Apparentemente questa è una situazione senz’alternativa. I popoli dell’America Latina aspettano da tempo immemorabile che si paghi il debito sociale. Ci dobbiamo allora chiedere quali siano le cause che lo impediscono, le ragioni strutturali di un sistema di sfruttamento, di negazione di diritti. Invece, ci si limita ad addurre il pagamento del debito sociale e la riduzione della povertà come pretesto per giustificare l’ampliamento della frontiera estrattiva. Quasi sempre, però, è questa logica estrattiva che alimenta la povertà. Insomma, ci troviamo di fronte a una perversione, a un ossimoro. Inoltre, le economie estrattiviste sviluppano patologie economiche, sociali e politiche. Si vive della rendita della natura e si dipende dalla domanda dei Paesi ricchi e del capitale, e della nostra capacità di sfruttare la Madre Terra e la manodopera. Ecco un altro aspetto del debito ecologico. A livello sociale, vi sono società nelle quali i progetti di lotta alla povertà finanziati sfruttando la natura, alimentano politiche clientelari e populiste. A livello politico, governi a differente tasso di autoritarismo: basta dare un’occhiata ai Paesi maggiormente produttori di petrolio nel mondo.

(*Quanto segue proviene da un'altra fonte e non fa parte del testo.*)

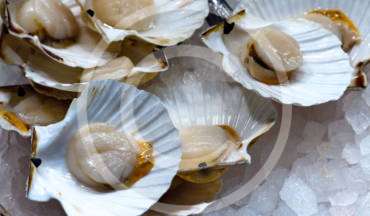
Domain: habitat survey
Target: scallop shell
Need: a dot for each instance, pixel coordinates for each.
(18, 109)
(324, 76)
(47, 73)
(88, 51)
(137, 113)
(11, 75)
(193, 102)
(174, 22)
(271, 10)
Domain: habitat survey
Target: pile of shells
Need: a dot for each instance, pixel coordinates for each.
(113, 131)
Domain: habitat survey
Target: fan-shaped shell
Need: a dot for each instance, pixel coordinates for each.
(324, 76)
(127, 109)
(357, 10)
(21, 108)
(47, 73)
(88, 51)
(174, 22)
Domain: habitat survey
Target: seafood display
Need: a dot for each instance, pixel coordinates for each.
(118, 126)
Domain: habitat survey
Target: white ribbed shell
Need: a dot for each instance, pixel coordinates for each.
(128, 109)
(324, 76)
(192, 101)
(357, 10)
(174, 22)
(89, 50)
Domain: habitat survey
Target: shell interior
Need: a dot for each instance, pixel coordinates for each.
(136, 113)
(173, 21)
(320, 49)
(356, 12)
(212, 122)
(87, 50)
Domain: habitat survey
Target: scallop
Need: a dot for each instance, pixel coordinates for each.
(99, 155)
(296, 61)
(56, 29)
(163, 23)
(215, 129)
(126, 14)
(343, 18)
(204, 145)
(134, 68)
(116, 151)
(22, 108)
(339, 23)
(116, 69)
(50, 17)
(272, 56)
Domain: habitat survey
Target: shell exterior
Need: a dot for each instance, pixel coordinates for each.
(137, 113)
(174, 22)
(183, 198)
(271, 10)
(11, 75)
(18, 112)
(324, 76)
(194, 102)
(88, 51)
(47, 73)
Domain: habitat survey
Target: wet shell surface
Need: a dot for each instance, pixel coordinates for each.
(325, 72)
(21, 108)
(356, 11)
(215, 128)
(109, 107)
(11, 75)
(161, 22)
(134, 68)
(56, 28)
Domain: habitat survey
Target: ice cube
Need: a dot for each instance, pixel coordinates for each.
(343, 198)
(283, 210)
(314, 131)
(306, 146)
(266, 197)
(358, 115)
(342, 211)
(330, 150)
(355, 179)
(351, 153)
(366, 96)
(299, 196)
(364, 143)
(363, 207)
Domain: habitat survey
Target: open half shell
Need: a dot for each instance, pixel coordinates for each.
(132, 67)
(161, 22)
(85, 49)
(326, 71)
(126, 110)
(202, 110)
(273, 11)
(21, 107)
(215, 130)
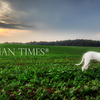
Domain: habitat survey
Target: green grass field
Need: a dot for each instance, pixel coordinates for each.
(48, 75)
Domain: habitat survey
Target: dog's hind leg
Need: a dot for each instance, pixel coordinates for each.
(86, 64)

Concetti come debito ecologico e diritti della Madre Terra sono ormai molto diffusi a vari livelli, un po’ come successe venti anni fa con lo sviluppo sostenibile. Un termine da allora usato e abusato al punto da trasformarsi in tutto e il contrario di tutto. Come evitare che questo succeda anche con il debito ecologico?

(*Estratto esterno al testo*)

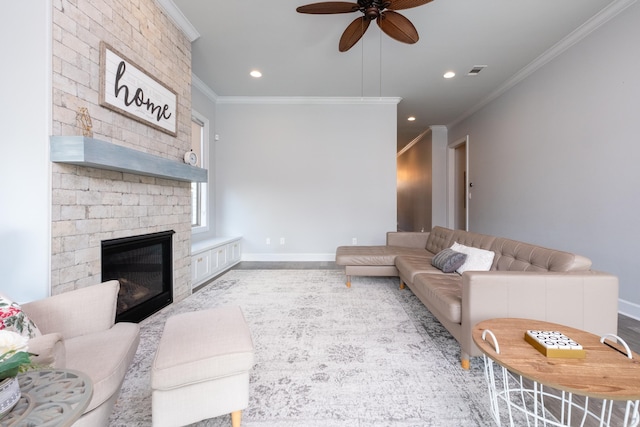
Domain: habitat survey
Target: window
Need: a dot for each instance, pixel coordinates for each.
(200, 146)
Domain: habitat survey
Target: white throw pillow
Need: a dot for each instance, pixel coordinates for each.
(477, 259)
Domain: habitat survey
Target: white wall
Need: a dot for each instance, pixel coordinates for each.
(25, 123)
(554, 160)
(316, 173)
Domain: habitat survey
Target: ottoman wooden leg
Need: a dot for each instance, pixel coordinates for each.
(236, 417)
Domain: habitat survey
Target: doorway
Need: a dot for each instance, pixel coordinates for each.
(458, 184)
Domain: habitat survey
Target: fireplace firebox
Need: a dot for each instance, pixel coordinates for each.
(144, 267)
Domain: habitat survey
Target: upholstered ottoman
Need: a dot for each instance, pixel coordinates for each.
(201, 367)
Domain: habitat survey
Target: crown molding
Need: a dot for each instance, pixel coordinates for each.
(595, 22)
(202, 87)
(414, 141)
(179, 19)
(307, 100)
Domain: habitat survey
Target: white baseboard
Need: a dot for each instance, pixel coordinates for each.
(629, 309)
(288, 257)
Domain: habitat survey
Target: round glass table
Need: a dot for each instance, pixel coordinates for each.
(50, 397)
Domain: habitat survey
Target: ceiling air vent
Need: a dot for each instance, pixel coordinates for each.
(476, 70)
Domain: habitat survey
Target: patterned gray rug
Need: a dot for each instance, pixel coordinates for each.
(327, 355)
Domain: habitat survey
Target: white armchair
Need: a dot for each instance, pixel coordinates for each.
(79, 332)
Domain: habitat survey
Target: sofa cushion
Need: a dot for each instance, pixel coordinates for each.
(12, 318)
(443, 292)
(439, 238)
(448, 260)
(513, 255)
(373, 255)
(477, 259)
(410, 265)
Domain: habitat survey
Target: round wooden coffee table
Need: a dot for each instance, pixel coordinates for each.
(558, 391)
(50, 397)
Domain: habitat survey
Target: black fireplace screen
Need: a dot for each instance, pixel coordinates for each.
(144, 267)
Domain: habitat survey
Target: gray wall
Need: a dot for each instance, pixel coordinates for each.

Questi processi hanno a che vedere con i conflitti e le lotte per l’affermazione dei diritti, e non solo con il loro riconoscimento formale in una costituzione e in leggi adeguate. Questo noi lo abbiamo fatto all’Assemblea Costituente di Montecristi, frutto di processi collettivi, di popolo. I diritti della natura sono stati inseriti nella Costituzione dell’Ecuador, anche grazie al supporto di Eduardo Galeano, che riuscì a motivare altri congressisti che fino ad allora non erano interessati al tema.
E poi, ci sono alcune amministrazioni locali statunitensi che li riconoscono nei loro statuti e nelle loro normative. Io provengo da una riflessione sul tema della Pachamama, anche se, secondo la cosmovisione indigena, in realtà non esiste una tal cosa quale i diritti della natura. Tutti noi esseri umani siamo all’interno di un processo di emancipazione, di umanità, e, quando parliamo di Buen Vivir o Sumnak Kawsay, non parliamo di modello alternativo di sviluppo, ma alternativa allo sviluppo. E su questo articoliamo alcuni concetti. E non siamo i soli.